- Promotional photo
- Genre: Romance
- Written by: Barbara Kymlicka
- Directed by: Jonathan Wright
- Starring: Alicia Witt; Mark Wiebe; Scott Gibson;
- Theme music composer: Stacey Hersh
- Countries of origin: United States Canada
- Original language: English
- No. of episodes: 1

Production
- Executive producers: Lewis Chesler David Daniels David Perlmutter Dominique Telson Robert Vaughn Kevin Commins
- Producer: Marek Posival
- Cinematography: Russ Goozee
- Editor: Marvin Lawrence
- Running time: 87 minutes
- Production company: Chesler/Perlmutter Productions

Original release
- Network: Hallmark Channel
- Release: November 10, 2013

= A Very Merry Mix-Up =

2013 American-Canadian television film

A Very Merry Mix-Up is a 2013 American/Canadian romance television film directed by Jonathan Wright and starring Alicia Witt, Mark Wiebe, and Scott Gibson. The film premiered on the Hallmark Channel on November 10, 2013.

== Plot ==
A beautiful antique store owner, Alice Chapman (Alicia Witt), travels to her fiancé's hometown alone to meet her future in-laws for the first time at their Christmas gathering. Her fiancé, successful realtor Will Mitchum (Scott Gibson), tells her he will join them after closing an important business deal. Upon her arrival at the airport, she discovers that her luggage is lost. While completing the necessary paperwork, she meets Matt Mitchum (Mark Wiebe), who is also filling out a missing baggage report. She is surprised to learn that Matt is the brother of her fiancé "Billy". On their way to the family home, they get into a car accident and both end up in the hospital, where Alice learns that Matt broke off his engagement to a woman who refused to "walk through the rain" for him.

Will's mother and father arrive at the hospital and are surprised to learn that their son "Billy" is engaged, yet they quickly make Alice feel like a loved new member of the family. Meanwhile, Will is told that Alice's store needs to be sold to his wealthy client in order to close an important deal. Will assures the client that he can get her to sell. Back at the house, Alice and Matt share their Christmas memories with each other and bake Christmas cookies. She learns that Matt shares her romantic interest in antiques, old family photos, and Charlie Brown Christmas trees, and soon they become attracted to each other. As Alice talks about Will, the family seems surprised at some of the details she shares about their "Billy".

When "Billy" Mitchum finally arrives, Alice is shocked to see that "Billy" is not her fiancée, Will, and realizes that she's been sharing Christmas with the wrong Mitchum family. Alice calls Will and soon Will shows up to pick her up to take her back to his family's Christmas gathering. Matt's family is saddened to see her go.
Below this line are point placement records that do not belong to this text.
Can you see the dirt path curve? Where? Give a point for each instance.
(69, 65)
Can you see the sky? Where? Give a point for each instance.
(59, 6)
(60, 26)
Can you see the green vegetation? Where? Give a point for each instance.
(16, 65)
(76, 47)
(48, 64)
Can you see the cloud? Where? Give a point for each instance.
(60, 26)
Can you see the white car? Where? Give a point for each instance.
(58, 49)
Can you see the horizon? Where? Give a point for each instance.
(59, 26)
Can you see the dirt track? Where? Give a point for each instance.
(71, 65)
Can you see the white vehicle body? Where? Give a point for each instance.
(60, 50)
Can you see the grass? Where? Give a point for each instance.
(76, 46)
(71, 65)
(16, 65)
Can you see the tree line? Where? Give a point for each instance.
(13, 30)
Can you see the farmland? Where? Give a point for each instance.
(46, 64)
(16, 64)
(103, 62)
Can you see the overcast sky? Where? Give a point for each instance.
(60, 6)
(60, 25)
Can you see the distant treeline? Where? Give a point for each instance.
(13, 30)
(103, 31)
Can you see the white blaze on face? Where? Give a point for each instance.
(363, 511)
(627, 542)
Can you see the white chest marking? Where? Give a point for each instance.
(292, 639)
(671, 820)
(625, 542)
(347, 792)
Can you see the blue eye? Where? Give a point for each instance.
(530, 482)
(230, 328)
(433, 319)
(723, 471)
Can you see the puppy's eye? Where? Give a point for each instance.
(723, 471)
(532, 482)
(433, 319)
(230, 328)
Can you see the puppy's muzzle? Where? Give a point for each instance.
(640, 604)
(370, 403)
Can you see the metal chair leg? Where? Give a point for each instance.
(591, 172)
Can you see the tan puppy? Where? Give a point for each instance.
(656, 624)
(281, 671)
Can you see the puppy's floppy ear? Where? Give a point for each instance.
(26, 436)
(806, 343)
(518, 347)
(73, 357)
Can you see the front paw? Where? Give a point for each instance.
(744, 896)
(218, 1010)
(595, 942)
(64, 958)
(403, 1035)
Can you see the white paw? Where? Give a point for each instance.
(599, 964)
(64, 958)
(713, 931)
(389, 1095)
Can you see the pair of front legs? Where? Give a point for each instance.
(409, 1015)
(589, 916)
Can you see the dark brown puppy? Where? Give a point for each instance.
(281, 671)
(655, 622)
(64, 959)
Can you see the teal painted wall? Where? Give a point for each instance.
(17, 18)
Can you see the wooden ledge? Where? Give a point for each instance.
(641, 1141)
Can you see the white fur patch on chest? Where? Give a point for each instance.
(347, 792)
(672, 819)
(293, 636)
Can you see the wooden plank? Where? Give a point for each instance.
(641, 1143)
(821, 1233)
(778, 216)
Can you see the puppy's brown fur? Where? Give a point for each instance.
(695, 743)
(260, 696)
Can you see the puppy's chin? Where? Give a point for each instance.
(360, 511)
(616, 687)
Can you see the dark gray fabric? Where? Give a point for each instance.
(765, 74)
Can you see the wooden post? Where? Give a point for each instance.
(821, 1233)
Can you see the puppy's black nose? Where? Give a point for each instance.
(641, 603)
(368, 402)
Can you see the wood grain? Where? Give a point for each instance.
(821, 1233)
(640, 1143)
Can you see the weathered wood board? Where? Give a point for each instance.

Before leaving, Alice gives Matt, the man who "makes her laugh", a kiss goodbye. When she meets Will's family, she is left disillusioned by the air kisses of her future mother-in-law and Will's all-business father, a world away from Matt's family. That night, Matt comes to Will's family house and takes Alice to a nearby park where he shows her the benches he built bearing quotes from Shakespeare.

On Christmas Eve, Alice calls Matt's family to wish them a Merry Christmas, but Matt feels he is unable to talk with her. With the "new Mitchums", Alice tries to play the game taught to her by the "other Mitchums"— where everyone writes something nice about someone else and each tries to guess who said what, but Will's family is not nearly as interesting or loving as Matt's family. During the game, Will announces that he has "closed" a huge deal involving the sale of Alice's store for $3.5 million. Alice is revolted by Will's insensitivity, and tells him that she cannot marry him. Will realizes that something has changed in their relationship and accepts her decision.

Alice rushes to the park where she sees and embraces Matt, confessing that she is the "girl who loves family and romance" and that she is the girl who loves him. They kiss and walk off into the snowy Christmas night together.

== Critical response ==
In her review for the Movie Fan Central website, Mrs. Data gave the film 6.5 out of 10 stars, calling it a "cute and sweet TV movie". Data wrote that Witt was "really adorable and real as the female lead" and that she had good chemistry with Wiebe. Data also noted that while Weibe's on-screen family felt like a "genuine group", most of the other characters come across "very perfect", that they "only exist in movies".

In his review for the Movie Buff website, Matt Christopher gave the film a grade of C, calling it "predictable" with "cliche" characters.